Le scientifique George P. Smith , « antisioniste » opposé à la « souveraineté ethnique juive sur d’autres peuples »,  vétéran du soutien au mouvement de boycott, désinvestissement et sanctions, dans le cadre de son militantisme pro palestinien, est un des lauréats du Prix Nobel de chimie 2018.

Smith, qui est professeur émérite de biologie de l’Université du Missouri à Columbia, a été désigné mercredi comme co lauréat du prestigieux prix pour ses efforts de maîtrise du développement de la production de nouveaux enzymes et anticorps. L’activité politique de Smith en a fait une figure controversée à l’Université du Missouri, où il est professeur titulaire et une cible de groupes pro israéliens. On peut le voir sur le site internet controversé de la Mission Canary qui publie des dossiers en ligne sur des professeurs, des étudiants et des intervenants pro palestiniens sur les campus ; et il a été signalé par des représentants d’Israël dans le cadre du refus de laisser entrer des militants dans le pays.

Le moment où il a été le plus critiqué se situe en 2015 lorsqu’il a essayé d’organiser un séminaire avancé pour étudiants hors de son champ académique, nommé « perspectives sur le sionisme ». Le cours devrait comporter un texte central, « Le Nettoyage Ethnique de la Palestine » de l’historien antisioniste Ilan Pappé, selon un article du Columbia Daily Tribune qui disait que Smith définissait sa position comme souhaitant « que la population juive ne soit pas expulsée » mais « qu’il soit mis fin au régime discriminatoire en Palestine ». « Il est opposé » a-t-il dit, à « la souveraineté ethnique juive sur d’autres peuples ». À la suite de protestations de la part d’anciens élèves de l’université, par des groupes d’étudiants pro-israéliens et par une levée de boucliers de groupes de plaidoyer pour Israël, son cours a été annulé, et l’annulation attribuée à un « manque d’inscriptions ».
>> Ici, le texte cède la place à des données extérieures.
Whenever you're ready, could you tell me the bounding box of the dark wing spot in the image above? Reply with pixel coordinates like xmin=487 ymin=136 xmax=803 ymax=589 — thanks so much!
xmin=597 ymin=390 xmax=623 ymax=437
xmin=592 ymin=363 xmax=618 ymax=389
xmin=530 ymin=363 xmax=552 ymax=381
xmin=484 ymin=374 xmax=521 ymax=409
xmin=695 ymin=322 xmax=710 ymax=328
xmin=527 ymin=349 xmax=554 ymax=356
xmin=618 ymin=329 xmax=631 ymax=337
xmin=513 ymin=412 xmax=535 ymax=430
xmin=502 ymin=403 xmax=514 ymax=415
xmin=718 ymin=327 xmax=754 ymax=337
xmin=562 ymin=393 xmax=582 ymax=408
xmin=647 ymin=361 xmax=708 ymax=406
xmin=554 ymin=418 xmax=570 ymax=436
Cette controverse n’a cependant pas découragé Smith de continuer à s’exprimer publiquement. Il a continué à écrire des éditoriaux et des lettres dans des journaux sur le conflit Israël-Palestine. En Avril, il a rédigé une tribune qui condamne les actions israéliennes à Gaza, où il se présente comme membre des Centre-Missouriens pour la Justice en Palestine et de la Coalition du Missouri pour le Droit au Boycott. Smith a commencé en rapportant les propos de Moshé Dayan qui était alors le général en chef des armées d’Israël, en 1956, déclarant, aux obsèques d’un Israélien tué par des Palestiniens sur la frontière avec Gaza : « Nous ne pourrons pas planter un arbre ni construire une maison sans le casque d’acier et la gueule du canon. Ne nous laissons pas décourager par la vision de la haine qui s’enflamme… les centaines de milliers d’Arabes qui vivent autour de nous … de peur que l’épée ne nous soit arrachée du poignet et nos vies abattues ». Dans sa conclusion, Smith a qualifié le mouvement BDS « d’appel de la société civile palestinienne à la communauté mondiale de conscience pour boycotter les entreprises et les institutions israéliennes jusqu’à ce qu’Israël réfute l’abominable syllogisme de Dayan et que le peuple palestinien, y compris les exilés, atteigne la pleine égalité avec les Juifs dans leur patrie partagée ».